Два месяца плена - страница 12
Она поднимается, будто ничего не произошло, гордо задирает голову и, не скидывая с лица пряди, шагает на выход твёрдым, размашистым шагом. Меня словно не замечает.
Я ещё раз заглядываю в тёмный коридор и направляюсь быстренько за Аглаей.
Что-то одной мне оставаться в доме жутко не хочется.
Старуха без оглядки шурует с террас в сторону пристани.
– Аглая Николаевна, – растерянно зову бабку, но она целеустремлённо меня покидает.
Приходится следовать за ней к пирсу.
Слепит яркое солнце. День уже жаркий, хотя время не обеденное. Кожа моя сразу загорает, и жжëт огнём щёки.

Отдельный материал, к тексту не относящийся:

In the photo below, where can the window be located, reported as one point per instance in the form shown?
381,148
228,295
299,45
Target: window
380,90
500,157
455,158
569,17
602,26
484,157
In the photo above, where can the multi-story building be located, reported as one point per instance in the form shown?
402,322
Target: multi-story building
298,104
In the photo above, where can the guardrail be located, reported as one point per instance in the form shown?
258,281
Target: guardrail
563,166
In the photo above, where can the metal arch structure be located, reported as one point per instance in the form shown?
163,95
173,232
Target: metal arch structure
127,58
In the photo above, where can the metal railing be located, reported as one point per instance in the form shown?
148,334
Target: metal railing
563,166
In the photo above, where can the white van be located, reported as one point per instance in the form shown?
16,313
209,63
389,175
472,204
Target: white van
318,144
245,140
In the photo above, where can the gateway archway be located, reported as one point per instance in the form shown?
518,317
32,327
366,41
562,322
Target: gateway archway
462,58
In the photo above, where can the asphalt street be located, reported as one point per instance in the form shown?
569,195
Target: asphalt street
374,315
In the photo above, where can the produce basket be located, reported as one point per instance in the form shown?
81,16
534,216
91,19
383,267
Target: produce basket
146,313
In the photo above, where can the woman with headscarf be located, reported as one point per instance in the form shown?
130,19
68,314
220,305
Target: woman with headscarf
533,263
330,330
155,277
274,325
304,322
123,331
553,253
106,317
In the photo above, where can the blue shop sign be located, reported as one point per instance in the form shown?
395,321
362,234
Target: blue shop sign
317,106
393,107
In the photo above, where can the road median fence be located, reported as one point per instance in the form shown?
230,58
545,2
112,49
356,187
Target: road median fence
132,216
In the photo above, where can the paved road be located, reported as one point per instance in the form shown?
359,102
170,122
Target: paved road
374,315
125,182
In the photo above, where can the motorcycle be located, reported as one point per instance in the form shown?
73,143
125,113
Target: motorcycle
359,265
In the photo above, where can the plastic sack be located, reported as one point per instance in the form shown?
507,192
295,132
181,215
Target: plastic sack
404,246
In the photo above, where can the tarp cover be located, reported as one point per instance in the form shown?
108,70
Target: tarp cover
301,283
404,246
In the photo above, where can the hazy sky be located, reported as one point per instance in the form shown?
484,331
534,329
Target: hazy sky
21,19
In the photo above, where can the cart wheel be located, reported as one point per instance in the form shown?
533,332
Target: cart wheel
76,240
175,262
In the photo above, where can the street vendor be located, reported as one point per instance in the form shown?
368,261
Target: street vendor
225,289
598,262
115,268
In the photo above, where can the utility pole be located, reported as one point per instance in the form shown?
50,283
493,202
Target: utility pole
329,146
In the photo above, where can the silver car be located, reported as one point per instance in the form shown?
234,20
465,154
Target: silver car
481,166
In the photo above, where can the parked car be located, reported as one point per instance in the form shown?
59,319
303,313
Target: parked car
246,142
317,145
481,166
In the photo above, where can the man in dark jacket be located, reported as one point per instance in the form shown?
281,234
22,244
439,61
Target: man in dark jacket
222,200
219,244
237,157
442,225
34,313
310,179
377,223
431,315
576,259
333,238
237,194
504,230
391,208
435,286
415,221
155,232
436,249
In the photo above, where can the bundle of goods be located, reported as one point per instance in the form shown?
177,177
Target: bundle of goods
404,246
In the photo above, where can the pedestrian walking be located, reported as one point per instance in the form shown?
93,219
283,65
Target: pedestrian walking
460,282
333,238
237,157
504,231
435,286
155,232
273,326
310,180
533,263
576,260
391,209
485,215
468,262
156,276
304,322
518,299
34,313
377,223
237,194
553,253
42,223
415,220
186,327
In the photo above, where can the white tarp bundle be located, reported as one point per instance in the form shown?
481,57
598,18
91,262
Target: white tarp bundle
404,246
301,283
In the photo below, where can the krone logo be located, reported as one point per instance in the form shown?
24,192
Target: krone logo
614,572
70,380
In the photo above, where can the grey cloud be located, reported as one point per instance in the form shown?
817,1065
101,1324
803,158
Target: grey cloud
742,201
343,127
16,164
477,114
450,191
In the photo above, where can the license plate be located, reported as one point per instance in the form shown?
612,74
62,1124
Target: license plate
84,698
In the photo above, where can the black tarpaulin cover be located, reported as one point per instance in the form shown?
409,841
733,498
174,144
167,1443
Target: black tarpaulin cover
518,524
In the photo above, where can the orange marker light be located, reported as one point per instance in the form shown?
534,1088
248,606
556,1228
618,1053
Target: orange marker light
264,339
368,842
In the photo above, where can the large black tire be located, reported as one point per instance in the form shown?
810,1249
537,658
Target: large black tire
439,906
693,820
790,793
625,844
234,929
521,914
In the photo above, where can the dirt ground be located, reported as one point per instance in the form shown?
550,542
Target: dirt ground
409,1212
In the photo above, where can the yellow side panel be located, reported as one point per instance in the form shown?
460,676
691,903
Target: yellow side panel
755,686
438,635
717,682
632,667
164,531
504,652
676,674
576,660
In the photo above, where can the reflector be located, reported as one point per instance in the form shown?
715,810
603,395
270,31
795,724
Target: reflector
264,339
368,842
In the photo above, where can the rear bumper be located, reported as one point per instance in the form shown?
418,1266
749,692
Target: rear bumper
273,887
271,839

После пережитого кошмара я вся взмокла и теперь иду следом за бабкой, теребя ворот лёгкого платья. Обрезанные волосы липнут к лицу.
Я останавливаюсь у начала пристани. А бабка на её конце делает знак рукой, как на трассе. Она голосует, подняв большой палец правой руки вверх. Ещё и шею вытягивает, высматривая попутный транспорт.
Приходится подойти ближе. Я совсем растеряна. Нет, старуху я терпеть не могу, но и вот так бросать меня — вопиющая несправедливость.
Аглая вроде приходит в себя, скидывает седые пряди с лица и кидает на меня взгляд. Не злой, не обиженный. Она смотрит на меня с тревогой.
– Когда ребёнка учат плавать, ему велят дышать, – говорит она мне, – чтобы не утонул, чтобы ко дну не пошёл.
Она отвлекается на шум мотора. К пристани несётся со стороны города огромный белый катер.
– Не бойся, – говорит Аглая. – Запиши ручкой на запястье, что нельзя бояться. Он выбрал тебя, меня прогнал. Не утонешь, не пропадёшь, если не дашь страху возобладать.
К пристани, делая крутой заворот, подплывает катер. В нём трое парней. За рулём Мирослав, он пристально на меня смотрит. Двое других здоровых аборигенов помогают старухе спуститься в катер.
– А Зоеньку возьмём? – один из высоких парней щурится на солнце и машет мне рукой. – Слышь, красотка, прыгай к нам…
Он не успевает договорить. Аглая кулачищем разбивает ему половину лица. И с неистовой агрессией повалив громадного пацана на дно катера, начинает хреначить мощными ударами.
– Это женщина Андрея! – медведицей ревёт бойцовская старушенция.
Мирослав заводит катер и отходит от пристани. Немного погодя, он поворачивается ко мне и в знак поддержки показывает кулак. Я вижу его лицо, сияющее от счастья .
Развожу руки в стороны, растерянно смотрю вслед удаляющемуся водному транспорту. Такого потерянного состояния у меня давно не было.
Почему-то теория, что я под наркотой, не особо успокаивает, скорее кажется глупой.
А такой реальности совсем не хочется.
Солнце становится невыносимым, и я медленно бреду ближе к дому, внимательно рассматривая террасы. Нет в голове моей ни одной трезвой мысли, никаких планов.
Дохожу до дома и стою унылая. Входить никак не хочется.
Я решаюсь посмотреть, что на заднем дворе. Окна на первом этаже с тёмной стороны закрыты плотными ламелями. Обхожу стороной весь фасад и замираю с другой стороны дома, ошарашенно раскрыв рот.
*****
Сад! Невероятной красоты!
Он состоит из одних яблонь. Дремучий, неухоженный. Деревья посажены слишком близко друг к другу, поэтому делаю вывод: не ради яблок столько яблонь.
У стволов растёт высокая сочная трава. Тропинка, выложенная цветными камушками, петляет. Вдоль неё торчат фонари, их прячут раскидистые ветви плодовых деревьев.
Сад от дома спускается по террасам вниз к реке, сияющей в лучах солнца. Напоминает висячие сады Семирамиды в Вавилоне. Ну, я думаю, они выглядели именно так. На площадке растут обычные яблони, у границы с нижним ярусом чудеснейшие плакучие. Своими серебристыми ветвями со слетающими розовыми лепестками плакучие яблони касаются верхушек персиковых деревьев, что растут ниже.